A keeper’s nightmare

Craig Johnston’s Predator has driven much of the sudden wave of innovation in football boots, because it is an idea that looked crazy, but which works. The first wave of Predators was launched in 1994, and early testing found the boot would give 23% more swerve and 7% more velocity than a traditionally shaped model. […]

Craig Johnston’s Predator has driven much of the sudden wave of innovation in football boots, because it is an idea that looked crazy, but which works.

The first wave of Predators was launched in 1994, and early testing found the boot would give 23% more swerve and 7% more velocity than a traditionally shaped model. When David Beckham glanced up from the half-way line on the first day of the 1996-97 season and saw Wimbledon keeper Neil Sullivan just a bit off his line, it was Beckham’s Predators that were the last thing to strike the ball before it curved precisely through the air, over Sullivan and into the back of the Selhurst Park net.

So how does the science work? It was all down to getting more of the player’s striking force on the ball. A foot and thereby a football boot is naturally convex, and so is a ball. No matter how hard a player strikes the ball, there is a lot of wasted energy because the point of contact is quite small. The solution on the Predator is a series of upward facing rubber wedges on the front of the boot that greatly increase the contact area.

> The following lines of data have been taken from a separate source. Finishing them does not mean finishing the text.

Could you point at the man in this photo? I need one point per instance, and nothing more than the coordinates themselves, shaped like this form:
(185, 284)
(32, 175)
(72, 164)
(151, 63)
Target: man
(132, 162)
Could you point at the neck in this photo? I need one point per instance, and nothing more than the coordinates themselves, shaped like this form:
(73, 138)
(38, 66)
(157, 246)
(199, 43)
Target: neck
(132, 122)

Then there was the choice of rubber rather than leather. Johnston felt rubber would create more friction between boot and ball, allowing the player a greater curl on shots and passes.

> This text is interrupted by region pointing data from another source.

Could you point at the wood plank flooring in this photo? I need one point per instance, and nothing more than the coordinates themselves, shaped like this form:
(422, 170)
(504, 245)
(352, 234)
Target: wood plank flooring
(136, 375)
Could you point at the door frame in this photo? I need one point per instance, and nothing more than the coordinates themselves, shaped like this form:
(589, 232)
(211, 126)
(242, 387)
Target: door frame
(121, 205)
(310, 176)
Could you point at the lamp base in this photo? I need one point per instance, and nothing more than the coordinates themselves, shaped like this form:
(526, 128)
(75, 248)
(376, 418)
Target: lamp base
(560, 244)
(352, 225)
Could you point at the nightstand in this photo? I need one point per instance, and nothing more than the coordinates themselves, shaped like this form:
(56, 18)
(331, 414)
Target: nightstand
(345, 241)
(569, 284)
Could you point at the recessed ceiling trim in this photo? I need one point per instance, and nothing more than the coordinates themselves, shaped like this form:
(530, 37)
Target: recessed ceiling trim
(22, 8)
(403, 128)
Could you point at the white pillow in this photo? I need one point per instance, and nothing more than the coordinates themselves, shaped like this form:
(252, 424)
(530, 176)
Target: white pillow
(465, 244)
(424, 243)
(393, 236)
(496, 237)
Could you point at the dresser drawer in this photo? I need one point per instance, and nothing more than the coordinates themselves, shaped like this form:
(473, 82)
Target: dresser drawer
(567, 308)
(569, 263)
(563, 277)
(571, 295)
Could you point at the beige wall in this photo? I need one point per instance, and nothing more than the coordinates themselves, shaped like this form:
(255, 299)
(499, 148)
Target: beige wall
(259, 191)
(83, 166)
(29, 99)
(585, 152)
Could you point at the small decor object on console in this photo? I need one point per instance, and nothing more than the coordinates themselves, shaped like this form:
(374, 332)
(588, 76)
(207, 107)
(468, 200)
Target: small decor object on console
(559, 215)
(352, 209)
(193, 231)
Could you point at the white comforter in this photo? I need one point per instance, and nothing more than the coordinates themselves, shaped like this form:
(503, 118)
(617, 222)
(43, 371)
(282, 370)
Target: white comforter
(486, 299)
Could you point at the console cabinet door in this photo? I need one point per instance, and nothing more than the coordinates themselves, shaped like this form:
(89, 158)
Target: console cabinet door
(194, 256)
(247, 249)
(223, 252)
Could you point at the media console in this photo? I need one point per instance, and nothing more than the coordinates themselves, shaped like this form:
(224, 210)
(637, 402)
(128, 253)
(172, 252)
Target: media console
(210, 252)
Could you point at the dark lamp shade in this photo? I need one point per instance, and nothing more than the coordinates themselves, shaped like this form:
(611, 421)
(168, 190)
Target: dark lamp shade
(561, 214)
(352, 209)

So the original ads for the boot said that it was 100% legal, 0% fair. They didn’t, of course, say that the underlying bits of physics were also 100% straightforward because the product had to carry a hefty £100-plus price tag. Similarly, having had the idea, Johnston had to change quite a few minds about how to approach its production. His own development had been much based on trial and error, and this had taken him down interesting routes.

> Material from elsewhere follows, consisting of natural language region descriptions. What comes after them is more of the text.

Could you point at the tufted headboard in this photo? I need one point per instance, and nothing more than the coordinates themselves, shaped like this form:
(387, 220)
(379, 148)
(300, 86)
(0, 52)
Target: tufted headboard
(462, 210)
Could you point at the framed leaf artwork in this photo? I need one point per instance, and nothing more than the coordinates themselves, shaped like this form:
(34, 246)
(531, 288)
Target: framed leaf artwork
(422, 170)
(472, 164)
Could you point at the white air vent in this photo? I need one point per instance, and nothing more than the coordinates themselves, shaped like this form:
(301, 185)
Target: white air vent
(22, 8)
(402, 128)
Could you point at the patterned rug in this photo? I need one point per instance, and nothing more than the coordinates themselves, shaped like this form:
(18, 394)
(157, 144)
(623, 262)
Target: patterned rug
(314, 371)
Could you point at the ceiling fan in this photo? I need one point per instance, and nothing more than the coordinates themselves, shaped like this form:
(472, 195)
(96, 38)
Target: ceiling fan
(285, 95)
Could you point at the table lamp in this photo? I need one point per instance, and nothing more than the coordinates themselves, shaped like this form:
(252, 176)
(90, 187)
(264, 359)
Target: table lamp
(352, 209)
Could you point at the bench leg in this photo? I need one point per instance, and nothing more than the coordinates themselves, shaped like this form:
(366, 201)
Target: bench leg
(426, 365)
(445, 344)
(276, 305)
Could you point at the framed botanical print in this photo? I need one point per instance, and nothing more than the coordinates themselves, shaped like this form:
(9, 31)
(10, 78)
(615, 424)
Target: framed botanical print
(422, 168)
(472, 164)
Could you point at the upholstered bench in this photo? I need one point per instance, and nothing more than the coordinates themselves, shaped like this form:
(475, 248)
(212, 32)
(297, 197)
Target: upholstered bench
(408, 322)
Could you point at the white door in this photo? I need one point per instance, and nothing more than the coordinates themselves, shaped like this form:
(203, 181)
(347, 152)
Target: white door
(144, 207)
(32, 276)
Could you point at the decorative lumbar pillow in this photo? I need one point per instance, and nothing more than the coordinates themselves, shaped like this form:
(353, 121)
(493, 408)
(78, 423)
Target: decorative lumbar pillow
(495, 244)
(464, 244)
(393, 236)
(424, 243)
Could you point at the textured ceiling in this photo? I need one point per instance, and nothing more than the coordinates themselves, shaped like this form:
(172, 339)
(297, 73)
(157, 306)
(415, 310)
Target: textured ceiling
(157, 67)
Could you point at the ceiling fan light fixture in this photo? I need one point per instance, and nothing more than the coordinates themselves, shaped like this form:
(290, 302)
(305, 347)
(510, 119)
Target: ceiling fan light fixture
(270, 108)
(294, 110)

He came across a plastic rubber compound fused at high temperature which offered a hard, flexible and shock absorbent material. As this material would account for much of the boot’s upper, some form of moulding rather than the traditional last approach would be more appropriate. To those who make football boots, artisans who justifiably consider themselves master craftsman, this was heresy. A compromise was reached where some kangaroo leather was used in the boot.

Predators have sold heavily throughout the world, with several million pairs now waiting to put the fear of God into keepers. The new version, the Accelerator, combines the Traxion sole, and was designed to mirror the contours of the human foot to provide greater stability.